Choose GHRP-2 when the research specifically targets first-generation GHRP pharmacology or HPA co-activation mechanisms; when maximum acute GH pulse amplitude is the primary endpoint; when historical comparability with legacy GHRP-2 datasets is required; or when a standardised maximal pituitary stimulation challenge analogous to established diagnostic protocols is needed.

Both compounds fit mechanistically into GHRH-GHRP combination protocols, but current research stacks on this site use ipamorelin as the GHRP element based on its selectivity profile.

The CJC-1295 + Ipamorelin + Tesamorelin GH Stack combines ipamorelin with CJC-1295 no-DAC for synergistic pulsatile GH release and adds tesamorelin's sustained GHRHR activation to the nocturnal GH secretory window — a three-way protocol addressing pulse architecture, amplitude, and VAT research endpoints simultaneously.

The Ipamorelin + CJC-1295 + BPC-157 Recomp Stack pairs the core GHRH-GHRP combination with BPC-157, a systemically active pentadecapeptide with documented connective-tissue and gut-motility effects in rodent models, extending the protocol from pure GH-axis stimulation into peripheral tissue-repair research.

For the complete mechanistic profile of ipamorelin — including its discovery history, receptor pharmacology, safety signal, reconstitution guidance, and UK regulatory standing — see the Ipamorelin peptide monograph.
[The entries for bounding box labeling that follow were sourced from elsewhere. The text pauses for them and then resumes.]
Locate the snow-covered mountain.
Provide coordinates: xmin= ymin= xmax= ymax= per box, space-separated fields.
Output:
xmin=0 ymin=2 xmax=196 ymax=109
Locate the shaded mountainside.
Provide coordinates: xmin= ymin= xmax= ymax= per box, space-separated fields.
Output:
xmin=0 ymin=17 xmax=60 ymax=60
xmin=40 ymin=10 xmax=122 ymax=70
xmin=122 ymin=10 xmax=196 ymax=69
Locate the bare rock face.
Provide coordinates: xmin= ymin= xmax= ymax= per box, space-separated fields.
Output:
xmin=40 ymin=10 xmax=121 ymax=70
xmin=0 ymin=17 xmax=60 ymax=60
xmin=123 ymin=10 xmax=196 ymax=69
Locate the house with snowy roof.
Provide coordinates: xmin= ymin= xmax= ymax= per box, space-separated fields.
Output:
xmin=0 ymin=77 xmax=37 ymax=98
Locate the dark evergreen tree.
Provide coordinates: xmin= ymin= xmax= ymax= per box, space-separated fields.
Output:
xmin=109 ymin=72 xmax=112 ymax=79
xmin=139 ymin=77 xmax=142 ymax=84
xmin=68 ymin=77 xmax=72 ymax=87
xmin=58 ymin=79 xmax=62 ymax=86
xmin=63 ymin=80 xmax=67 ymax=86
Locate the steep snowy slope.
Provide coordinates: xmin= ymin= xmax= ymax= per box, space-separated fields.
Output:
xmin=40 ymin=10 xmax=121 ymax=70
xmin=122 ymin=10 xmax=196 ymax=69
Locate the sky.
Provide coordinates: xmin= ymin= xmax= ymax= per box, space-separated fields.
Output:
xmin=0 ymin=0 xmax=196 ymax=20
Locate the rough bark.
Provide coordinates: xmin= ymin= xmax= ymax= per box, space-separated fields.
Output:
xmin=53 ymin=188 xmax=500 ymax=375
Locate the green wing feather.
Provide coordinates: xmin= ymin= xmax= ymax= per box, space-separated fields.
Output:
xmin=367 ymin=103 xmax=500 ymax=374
Verdict — research-question matching

Ipamorelin is the preferred GHRP in current research protocols, principally because its selectivity profile eliminates the cortisol and prolactin co-elevation that complicates interpretation of data generated with GHRP-2. For researchers whose primary endpoint is clean, pulsatile GH release without HPA-axis interference, ipamorelin is the cleaner tool — see the full [Ipamorelin monograph](/peptides/ipamorelin) for mechanism and dosing detail, and the [CJC-1295 + Ipamorelin + Tesamorelin GH Stack](/stacks/cjc-1295-ipamorelin-tesamorelin-gh-stack) and [Ipamorelin + CJC-1295 + BPC-157 Recomp Stack](/stacks/ipamorelin-cjc-1295-bpc-157-recomp-stack) for protocol context. GHRP-2 retains historical research value and still produces a stronger acute GH spike in head-to-head assays; for investigators working with historical comparator data or specifically examining first-generation GHRP pharmacology, GHRP-2 remains a legitimate reference compound.